The technical classification of the business as a bed and breakfast allowed the project to be approved directly by the town’s code enforcement officer, rather than being vetted by the local planning board. Critics have pointed to the project as an example of how few restrictions there have been on the ever-expanding local tourism industry.
“That project is the one that stokes these emotions in people’s minds,” said Tom Burton, a former town councilor and an opponent of the development. “To call that thing a bed and breakfast is [misleading].”
Burton said he is skeptical that a temporary development ban on such projects would make a difference in limiting the expansion of the town’s tourist industry. But he said it is completely fair for residents to question how much of the island town should be dedicated to housing tourists.
“It might be a start,” he said of a lodging moratorium. “There’s been no balance whatsoever. We’re a town of 5,000 people, but there’s not much here that feels like a small town anymore.”
Gary “Bo” Jennings, president of the town’s Chamber of Commerce, said that whatever approach the town wants to take to help determine its future should include a broad spectrum of local residents and taxpayers.

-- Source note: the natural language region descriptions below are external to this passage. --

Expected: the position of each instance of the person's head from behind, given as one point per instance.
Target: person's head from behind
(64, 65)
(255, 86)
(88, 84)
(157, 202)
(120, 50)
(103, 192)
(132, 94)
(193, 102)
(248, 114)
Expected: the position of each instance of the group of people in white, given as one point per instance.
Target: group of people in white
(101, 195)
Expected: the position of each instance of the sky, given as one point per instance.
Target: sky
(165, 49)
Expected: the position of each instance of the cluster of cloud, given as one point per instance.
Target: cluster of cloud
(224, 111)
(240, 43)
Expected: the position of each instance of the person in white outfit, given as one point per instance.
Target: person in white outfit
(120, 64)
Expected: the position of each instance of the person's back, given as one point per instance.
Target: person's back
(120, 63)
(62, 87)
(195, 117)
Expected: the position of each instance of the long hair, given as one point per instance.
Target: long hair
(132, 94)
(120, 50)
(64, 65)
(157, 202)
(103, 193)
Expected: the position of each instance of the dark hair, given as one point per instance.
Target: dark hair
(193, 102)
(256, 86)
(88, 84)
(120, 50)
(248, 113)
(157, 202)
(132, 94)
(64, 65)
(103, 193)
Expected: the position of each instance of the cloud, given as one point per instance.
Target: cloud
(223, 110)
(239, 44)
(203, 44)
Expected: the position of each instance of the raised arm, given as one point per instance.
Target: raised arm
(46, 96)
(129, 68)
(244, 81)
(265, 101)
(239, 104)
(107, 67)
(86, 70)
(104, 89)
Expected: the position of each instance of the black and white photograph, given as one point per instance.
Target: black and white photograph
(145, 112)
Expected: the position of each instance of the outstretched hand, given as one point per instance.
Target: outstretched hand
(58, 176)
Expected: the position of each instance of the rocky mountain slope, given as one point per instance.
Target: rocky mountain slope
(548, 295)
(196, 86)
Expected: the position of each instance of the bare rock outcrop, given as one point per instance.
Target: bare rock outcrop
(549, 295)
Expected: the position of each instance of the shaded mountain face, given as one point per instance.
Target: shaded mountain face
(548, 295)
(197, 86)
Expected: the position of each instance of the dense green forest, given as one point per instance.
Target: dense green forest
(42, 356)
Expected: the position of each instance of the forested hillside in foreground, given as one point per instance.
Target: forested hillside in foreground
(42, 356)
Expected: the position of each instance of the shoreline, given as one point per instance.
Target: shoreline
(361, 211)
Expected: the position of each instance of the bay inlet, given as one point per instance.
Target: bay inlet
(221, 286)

He cited the bitter cruise ship debate, which is now being litigated in federal court, as an example of how differences of opinion can turn into divisive issues that pit residents against each other.
Town officials were working with the local business community last year to set a cap on the number of cruise ship visits when a competing citizen-led initiative was approved by voters, making those discussions moot, he said. A group of local businesses, with the Chamber’s support, is suing the town over the outcome of that vote.

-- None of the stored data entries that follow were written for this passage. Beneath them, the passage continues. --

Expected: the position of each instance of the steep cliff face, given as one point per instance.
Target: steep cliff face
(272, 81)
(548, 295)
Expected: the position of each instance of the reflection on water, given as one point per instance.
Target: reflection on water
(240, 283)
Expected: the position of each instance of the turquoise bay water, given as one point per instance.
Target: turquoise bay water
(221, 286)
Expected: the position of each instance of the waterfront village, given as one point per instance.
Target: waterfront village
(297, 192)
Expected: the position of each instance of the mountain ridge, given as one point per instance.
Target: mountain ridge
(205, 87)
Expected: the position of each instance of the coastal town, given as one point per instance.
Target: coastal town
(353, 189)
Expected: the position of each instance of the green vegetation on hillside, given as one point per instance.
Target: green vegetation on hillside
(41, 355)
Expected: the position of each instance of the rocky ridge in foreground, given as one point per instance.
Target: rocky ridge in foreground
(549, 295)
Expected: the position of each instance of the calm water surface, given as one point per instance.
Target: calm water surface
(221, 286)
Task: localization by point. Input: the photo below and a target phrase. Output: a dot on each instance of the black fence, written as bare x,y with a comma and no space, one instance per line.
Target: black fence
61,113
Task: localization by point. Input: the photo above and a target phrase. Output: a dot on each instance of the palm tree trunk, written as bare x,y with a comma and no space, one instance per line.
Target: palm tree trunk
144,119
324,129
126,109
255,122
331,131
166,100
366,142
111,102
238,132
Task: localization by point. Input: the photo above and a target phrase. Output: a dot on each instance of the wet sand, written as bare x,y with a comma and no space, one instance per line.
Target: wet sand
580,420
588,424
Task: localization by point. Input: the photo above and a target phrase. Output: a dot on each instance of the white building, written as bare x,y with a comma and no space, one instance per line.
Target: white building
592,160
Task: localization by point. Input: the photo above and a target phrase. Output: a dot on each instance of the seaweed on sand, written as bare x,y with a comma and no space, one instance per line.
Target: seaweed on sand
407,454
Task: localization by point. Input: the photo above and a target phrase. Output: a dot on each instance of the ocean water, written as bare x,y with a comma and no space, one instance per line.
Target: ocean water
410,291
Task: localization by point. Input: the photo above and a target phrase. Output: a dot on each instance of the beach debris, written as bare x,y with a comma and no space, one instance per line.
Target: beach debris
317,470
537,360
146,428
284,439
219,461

Jennings declined to comment on the general idea of a moratorium on lodging development, saying that he would need to know more details on what the impact of it would be. But he said that if the town looks into it further, he hopes officials will discuss the idea with local businesses.
“We definitely need more parking,” Jennings said, citing one issue that he said the town should consider. “We’ve got to move away from these corners where it’s ‘you versus me’ and learn how to work together.”
Whether or not the town further considers a temporary lodging development ban, Bar Harbor seems likely to change how it manages the tourism industry.
The town’s cruise ship committee — which was created in 2008, when the town had 97 cruise ship visits — has been put on hiatus while the lawsuit is pending in court, but several members of the elected Town Council want to eliminate the committee altogether.
The committee has encouraged the growth of local cruise ship traffic and is largely why Bar Harbor now gets around 150 ship visits per year, but many residents now say the committee has worn out its welcome. The council will hold a public hearing and then vote on Sept. 19 on whether to formally disband the committee.
Several councilors said the town instead should have a citizen committee that looks not just at the cruise ship industry, which brings around 250,000 passengers to town annually, but one that keeps tabs on the local industry as a whole and the millions of tourists it attracts.
“It does make sense to sort of reset this and put it into a different context and make it work in the right way,” Council Chair Val Peacock said.